Melinda Childs is the community and cultural development director for ArtStart. She says it was partly in response to one of their friends who took their own life.

“It just kind of opened all of our eyes, you know, to how that's really a pressing issue here, and in many places, but here it's closer to home. We're a small community. You feel those losses, and you feel the frustration of not having the resources, and you feel the frustration of the lack of services for people that might be on the fringes,” said Childs. “If you use the skate park analogy, we have lots and lots of support for organized sports, and we had a decrepit skate park that fell apart. We're trying to serve everybody.”
Dylan Bray is a recent high school graduate who has been using the temporary skate park at Hodag Park until the new one is built, which he is very much looking forward to not just for the better skateboarding, but also for the stronger community he believes it will create.
“I think it's great to get out, not only because you get to go out and surround yourself with other people from the community, but it's also great for your health, too. It's great exercise.

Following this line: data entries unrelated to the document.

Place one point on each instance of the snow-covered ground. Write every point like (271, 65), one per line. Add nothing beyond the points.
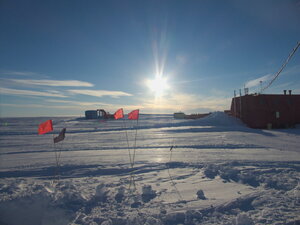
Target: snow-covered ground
(212, 170)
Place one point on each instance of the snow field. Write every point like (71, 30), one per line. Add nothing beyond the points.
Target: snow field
(219, 172)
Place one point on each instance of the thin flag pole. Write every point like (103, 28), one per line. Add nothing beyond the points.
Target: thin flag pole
(137, 124)
(127, 143)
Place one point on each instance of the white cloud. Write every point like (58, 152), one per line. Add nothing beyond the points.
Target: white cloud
(17, 73)
(186, 103)
(56, 83)
(96, 104)
(100, 93)
(256, 82)
(9, 91)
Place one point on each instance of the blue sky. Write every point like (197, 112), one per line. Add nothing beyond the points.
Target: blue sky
(63, 57)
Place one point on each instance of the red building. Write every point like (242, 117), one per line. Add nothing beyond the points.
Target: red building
(267, 111)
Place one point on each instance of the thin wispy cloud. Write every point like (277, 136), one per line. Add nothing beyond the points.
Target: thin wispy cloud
(256, 82)
(187, 102)
(55, 83)
(100, 93)
(10, 91)
(18, 73)
(80, 103)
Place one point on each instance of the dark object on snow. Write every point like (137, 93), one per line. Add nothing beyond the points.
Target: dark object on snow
(200, 195)
(267, 111)
(148, 193)
(98, 114)
(136, 205)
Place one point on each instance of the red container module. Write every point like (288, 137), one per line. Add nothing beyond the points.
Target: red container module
(267, 110)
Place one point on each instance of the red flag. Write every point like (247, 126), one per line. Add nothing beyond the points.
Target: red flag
(119, 114)
(134, 115)
(60, 137)
(45, 127)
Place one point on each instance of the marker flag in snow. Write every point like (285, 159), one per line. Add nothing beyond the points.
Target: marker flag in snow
(61, 136)
(119, 114)
(45, 127)
(134, 115)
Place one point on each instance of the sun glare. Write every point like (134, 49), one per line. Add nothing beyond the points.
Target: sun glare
(159, 85)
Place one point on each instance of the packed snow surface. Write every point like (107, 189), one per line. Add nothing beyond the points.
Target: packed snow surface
(157, 170)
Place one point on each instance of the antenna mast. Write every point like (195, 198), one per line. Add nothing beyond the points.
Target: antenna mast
(282, 67)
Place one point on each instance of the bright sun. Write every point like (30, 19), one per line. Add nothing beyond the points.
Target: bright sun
(158, 85)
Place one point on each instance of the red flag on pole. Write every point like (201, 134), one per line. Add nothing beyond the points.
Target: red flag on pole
(119, 114)
(134, 115)
(45, 127)
(60, 137)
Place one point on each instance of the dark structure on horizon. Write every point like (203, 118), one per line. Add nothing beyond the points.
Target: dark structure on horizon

It's just all around a great thing to do for yourself and the people around you,” said Bray.
Siasoco, who has worked on a similar art and skate project in Minneapolis, got involved in the skate park project early on.

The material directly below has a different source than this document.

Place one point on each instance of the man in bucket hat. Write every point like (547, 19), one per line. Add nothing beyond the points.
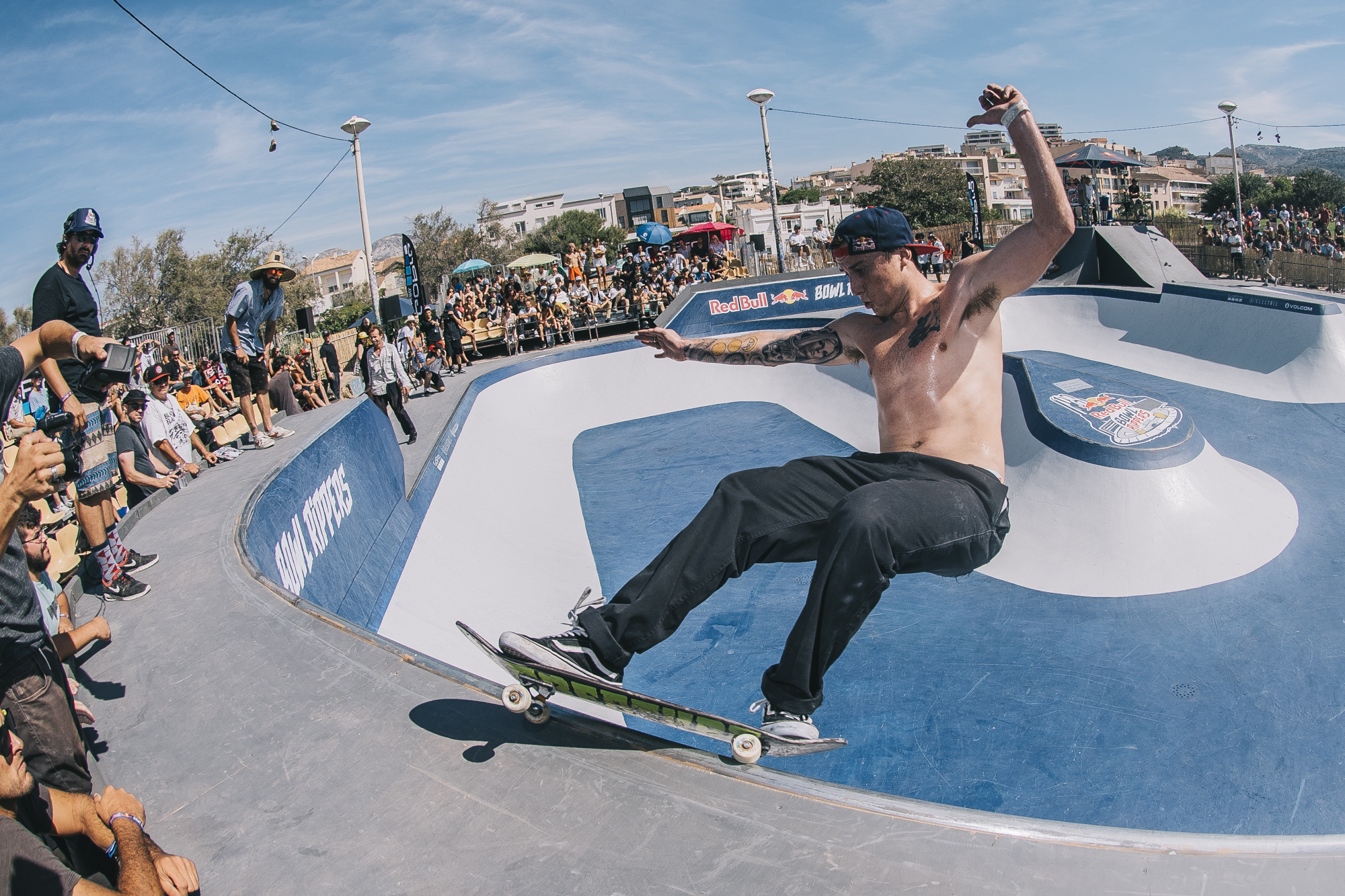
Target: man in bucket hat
(256, 306)
(63, 295)
(931, 499)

He helped ArtStart and the skate park group OverIt! advocate to the City of Rhinelander for the skate park.
“They just want to see themselves invested in, and they want to see it for the long term,” he said. “If they're already identifying that a skate park is one of those things, then we should invest in those things.”
While Siasoco, Dycus Pennycuff, and all the others involved in the project know a skate park or a sculpture aren’t a replacement for mental health professionals, they do know having a sense of community and belonging can go a long way to helping improve a person’s mental health. And they know art can be that prescription.

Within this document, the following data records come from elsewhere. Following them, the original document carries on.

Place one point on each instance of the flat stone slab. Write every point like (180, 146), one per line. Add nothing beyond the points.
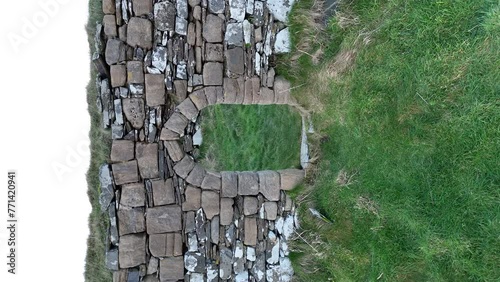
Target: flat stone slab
(164, 219)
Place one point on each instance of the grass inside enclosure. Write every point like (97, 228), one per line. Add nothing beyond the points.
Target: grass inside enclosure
(250, 137)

“I think this is a pretty heavy topic, and I think it's something that needs to be talked about, and it needs to be addressed. People need to be open to meeting new people and hearing other people's thoughts because, as we've seen over the years, we've lost quite a few people to suicide and depression and social isolation,” said Siasoco. “Maybe an invite to meet a stranger at the park is something that we need to do more often. We need more opportunities to get together. This is one of those, and hopefully it just starts and there's more of these things here in Rhinelander.”
Push to End Loneliness
The “Together Sculpture” will be unveiled at ArtStart’s Push Against Loneliness event at Hodag Park on July 27th.
The 18 cities involved in One Nation/One Project will also be hosting art and health related events that day.
Childs says it’s inspired by the Federal Theater Project in the 1930s.
“It was a number of different communities, all over the country, staged the same production of a play. Of course, each community had a different flavor to it,” said Childs. “One of the lead artists of ONOP [One Nation/One Project] was really inspired by that. That's kind of how they led with bringing all of our cohort cities together from the very beginning, saying, ‘On this day, we're all going to do something.’ Every community has a little different focus. Ours is mental wellness and social isolation.”
The event includes a pop-up skate park, march against social isolation, a community meal, and performances.
“I hope people participate and realize how many other people in the community are kind of thinking along the same lines, and that we're all just trying to support each other, whatever that looks like,” said Dycus Pennycuff.